In July, Trump and Daniels meet at the American Century Celebrity Golf Tournament in Lake Tahoe, Nevada and, according to Daniels, have consensual sex.

=== 2007 ===
In January, Daniels attends a launch party for Trump Vodka at the Les Deux club in Los Angeles.

In March, Daniels flies to New York and meets with Trump outside his office in Trump Tower.

=== 2011 ===
In April, Daniels conducts an interview with In Touch Weekly about her alleged affair with Trump. Cohen "intervene[s]," the story is not published and Daniels is not paid.

In May, Daniels takes a polygraph test at the request of Bauer Publishing, then the owners of In Touch Weekly, that supports her account of having sex with Trump.

In October, two publications reported the alleged Trump–Daniels affair.

=== 2015 ===
==== Trump announces candidacy for US President ====
In June, Trump announced he would run for US president in the 2016 election.

==== Alleged meeting between Trump, Cohen, and Pecker ====
In August, a meeting allegedly took place between Trump, Cohen, and David Pecker, owner of American Media, Inc (AMI), which among other periodicals published the National Enquirer. In April 2024, Pecker testified under oath describing an alleged agreement at that meeting saying,

What I would do is I would run or publish positive stories about Mr. Trump and I would publish negative stories about his opponents...I said I would be your eyes and ears because I know the Trump Organization has a very small staff.

And then I said that anything I hear in the marketplace, if I hear anything negative about yourself, or if I hear anything about women selling stories, I would notify Michael Cohen... and then he would be able have them kill in another magazine or have them not be published or somebody would have to purchase them."

Pecker testified that after the meeting he immediately briefed National Enquirer editor Dylan Howard about the meeting's substance, i.e., that either Pecker or Howard were to alert Cohen if they learned of potential stories about Trump and that they were "going to try to help the campaign, and to do that, I want to keep this as quiet as possible."

==== AMI buys Sajudin story ====
In October, according to Pecker's 2024 testimony, Howard called Pecker to say Trump Tower doorman Dino Sajudin was trying to sell a different story about Trump, one involving an illegitimate child allegedly fathered by Trump. Pecker testified that he immediately informed Cohen per the August 2015 agreement. Pecker testified he had AMI investigate the story and eventually concluded it was not true, but Pecker testified he instructed AMI to purchase the story anyway so it would not be published elsewhere before the 2016 presidential election.

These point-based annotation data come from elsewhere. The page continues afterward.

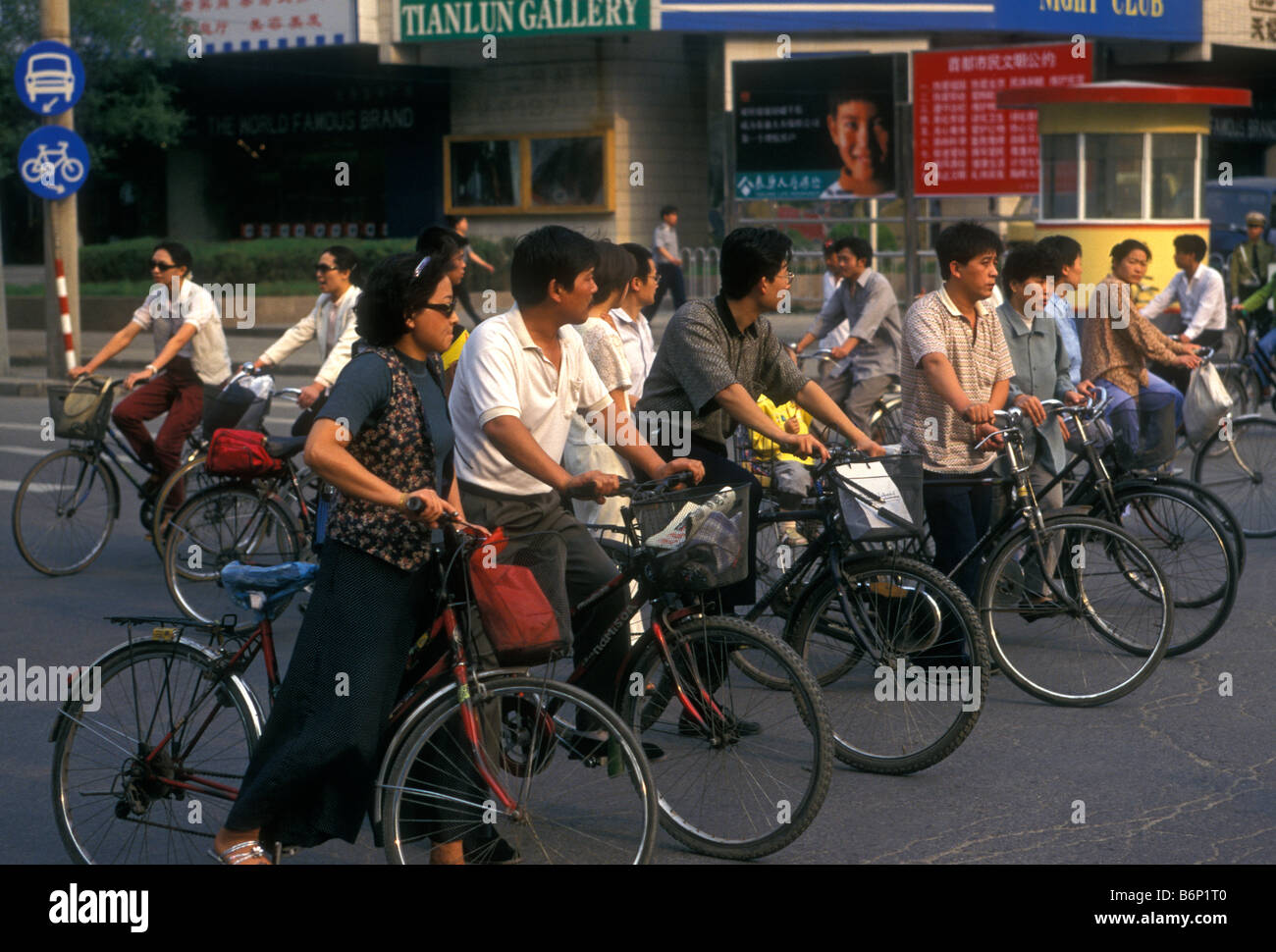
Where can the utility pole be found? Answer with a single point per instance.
(62, 222)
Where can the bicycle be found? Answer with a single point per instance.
(885, 417)
(238, 519)
(1109, 599)
(38, 167)
(744, 765)
(190, 475)
(177, 722)
(856, 612)
(67, 504)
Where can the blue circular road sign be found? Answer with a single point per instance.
(52, 162)
(49, 78)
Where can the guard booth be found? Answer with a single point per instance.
(1123, 160)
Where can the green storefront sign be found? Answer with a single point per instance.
(421, 21)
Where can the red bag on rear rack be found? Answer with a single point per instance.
(521, 621)
(241, 454)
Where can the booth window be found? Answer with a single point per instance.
(1174, 158)
(1059, 175)
(1114, 175)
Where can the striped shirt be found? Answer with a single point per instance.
(981, 360)
(703, 351)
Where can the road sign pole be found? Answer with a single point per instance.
(62, 222)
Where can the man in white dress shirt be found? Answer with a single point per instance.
(331, 321)
(1202, 300)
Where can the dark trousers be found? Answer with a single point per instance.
(177, 391)
(719, 471)
(670, 280)
(588, 568)
(958, 518)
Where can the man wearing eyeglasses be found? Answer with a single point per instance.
(331, 321)
(719, 355)
(190, 353)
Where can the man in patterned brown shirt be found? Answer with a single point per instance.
(718, 356)
(956, 370)
(1117, 341)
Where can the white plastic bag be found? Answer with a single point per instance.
(1206, 403)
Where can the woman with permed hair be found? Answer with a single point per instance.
(383, 437)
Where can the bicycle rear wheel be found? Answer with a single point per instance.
(748, 771)
(572, 804)
(1188, 544)
(904, 662)
(149, 774)
(1081, 620)
(216, 527)
(1223, 514)
(64, 510)
(1242, 471)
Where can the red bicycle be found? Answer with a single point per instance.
(149, 760)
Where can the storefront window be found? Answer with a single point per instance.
(1059, 177)
(1114, 175)
(1173, 170)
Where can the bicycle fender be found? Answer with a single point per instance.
(445, 693)
(63, 720)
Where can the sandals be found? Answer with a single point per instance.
(240, 854)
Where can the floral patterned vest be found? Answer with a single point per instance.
(397, 450)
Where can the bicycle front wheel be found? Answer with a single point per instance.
(578, 795)
(1080, 617)
(215, 528)
(745, 766)
(145, 771)
(64, 512)
(1239, 464)
(902, 661)
(1188, 544)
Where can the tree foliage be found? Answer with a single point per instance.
(126, 46)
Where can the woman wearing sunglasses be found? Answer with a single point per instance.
(190, 355)
(382, 438)
(331, 321)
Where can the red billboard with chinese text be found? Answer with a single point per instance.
(964, 144)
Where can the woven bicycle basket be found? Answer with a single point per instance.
(80, 410)
(702, 534)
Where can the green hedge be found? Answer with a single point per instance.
(268, 260)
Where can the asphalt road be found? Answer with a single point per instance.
(1172, 773)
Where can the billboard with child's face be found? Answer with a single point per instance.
(818, 128)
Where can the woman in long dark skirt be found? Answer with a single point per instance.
(382, 438)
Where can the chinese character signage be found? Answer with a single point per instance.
(964, 144)
(421, 21)
(240, 26)
(815, 129)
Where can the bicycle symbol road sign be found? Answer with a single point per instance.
(49, 78)
(52, 161)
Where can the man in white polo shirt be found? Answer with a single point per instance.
(521, 378)
(190, 353)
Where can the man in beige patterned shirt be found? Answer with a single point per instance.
(956, 370)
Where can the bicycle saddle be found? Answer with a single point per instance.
(269, 583)
(284, 447)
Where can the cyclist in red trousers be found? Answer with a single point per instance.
(190, 353)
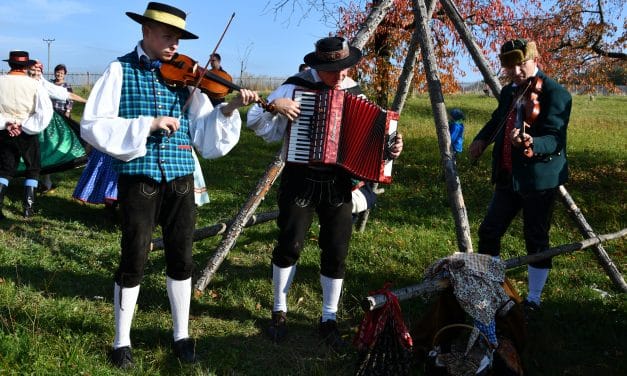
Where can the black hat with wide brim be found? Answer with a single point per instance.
(20, 59)
(164, 14)
(333, 54)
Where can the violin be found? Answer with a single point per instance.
(531, 105)
(182, 70)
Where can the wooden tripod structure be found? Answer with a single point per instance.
(423, 9)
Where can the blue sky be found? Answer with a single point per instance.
(90, 34)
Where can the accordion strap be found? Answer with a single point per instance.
(308, 84)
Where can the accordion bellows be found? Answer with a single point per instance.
(339, 128)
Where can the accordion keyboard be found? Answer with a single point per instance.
(300, 131)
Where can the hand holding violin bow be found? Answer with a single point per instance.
(520, 138)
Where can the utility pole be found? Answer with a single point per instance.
(49, 41)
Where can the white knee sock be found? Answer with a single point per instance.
(282, 281)
(180, 294)
(331, 291)
(537, 279)
(123, 310)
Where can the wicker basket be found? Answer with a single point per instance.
(453, 355)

On November 15, AMI and Sajudin allegedly signed a "Source Agreement".

On December 17, AMI and Sajudin allegedly signed an "Amendment" to the Source Agreement. In his 2024 testimony, Pecker said the amendment to the source agreement was made at Cohen's request for purposes of further reducing the chance the story might leak before the election. According to the AP, Cohen admitted that "as a Trump spokesman" he had "discussed" the Sajudin story with AMI while AMI was "working on it".

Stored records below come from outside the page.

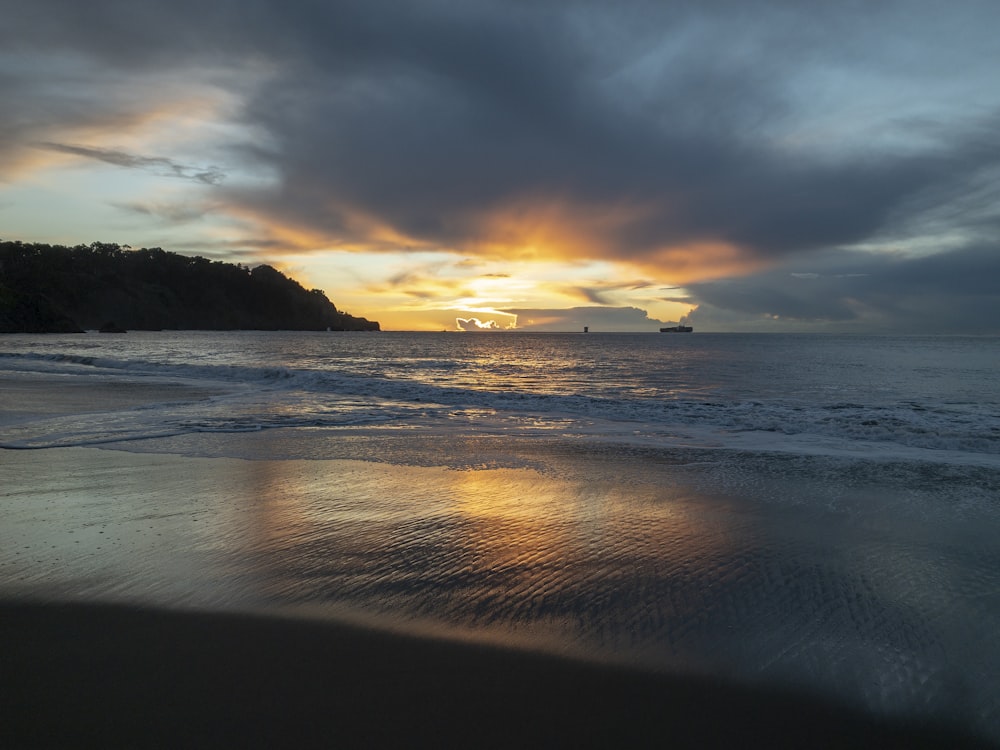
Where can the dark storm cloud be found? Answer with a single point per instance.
(428, 118)
(946, 291)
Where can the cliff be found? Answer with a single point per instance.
(53, 288)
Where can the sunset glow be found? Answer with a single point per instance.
(535, 182)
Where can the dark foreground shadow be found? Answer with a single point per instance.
(104, 676)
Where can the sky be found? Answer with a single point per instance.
(775, 165)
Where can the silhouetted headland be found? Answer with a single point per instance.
(59, 289)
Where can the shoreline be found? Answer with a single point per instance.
(110, 675)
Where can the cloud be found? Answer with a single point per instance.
(475, 324)
(161, 165)
(702, 143)
(171, 213)
(597, 319)
(952, 291)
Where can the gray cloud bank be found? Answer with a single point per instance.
(767, 127)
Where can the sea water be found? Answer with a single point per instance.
(810, 509)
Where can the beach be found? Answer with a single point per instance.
(109, 676)
(187, 561)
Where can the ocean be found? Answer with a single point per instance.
(819, 511)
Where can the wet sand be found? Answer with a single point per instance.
(111, 676)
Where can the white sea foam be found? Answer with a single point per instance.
(345, 393)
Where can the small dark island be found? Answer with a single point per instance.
(59, 289)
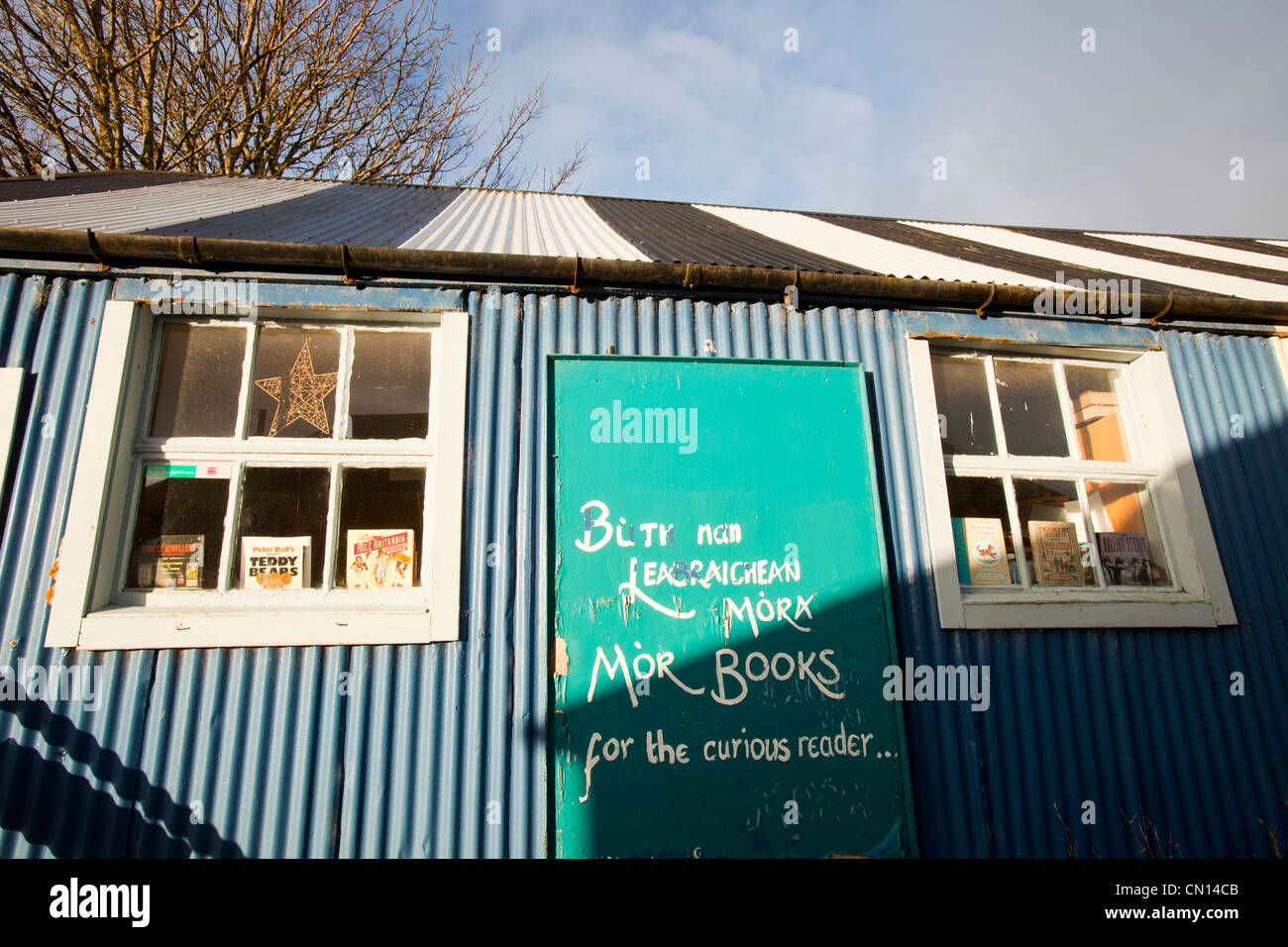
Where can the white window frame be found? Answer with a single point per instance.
(1199, 596)
(91, 612)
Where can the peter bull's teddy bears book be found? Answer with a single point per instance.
(275, 562)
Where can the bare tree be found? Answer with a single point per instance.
(370, 90)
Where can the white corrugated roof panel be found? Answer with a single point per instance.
(1113, 263)
(160, 205)
(1194, 248)
(509, 222)
(864, 250)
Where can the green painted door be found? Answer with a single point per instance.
(720, 613)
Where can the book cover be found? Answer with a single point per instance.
(1125, 558)
(275, 562)
(378, 558)
(170, 562)
(980, 551)
(1056, 556)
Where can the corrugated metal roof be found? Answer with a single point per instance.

The following day AMI had the National Enquirer pay Sajudin the agreed-upon $30,000. According to Pecker's 2024 testimony Cohen told Pecker "The Boss will be very pleased" and that Pecker understood "The Boss" to be a reference to Trump. Pecker also testified there came a time that Pecker wanted to release Sajudin, since the story wasn't true and Pecker wanted to avoid "problems", but Cohen insisted the release be delayed until after the election.

=== 2016 ===
==== AMI buys McDougal's story ====
On August 5, AMI allegedly signed a "Name and Rights License Agreement" with Karen McDougal, who claimed to have had a months-long relationship with Trump several years earlier. In part the agreement assigned McDougal's rights to the story to AMI.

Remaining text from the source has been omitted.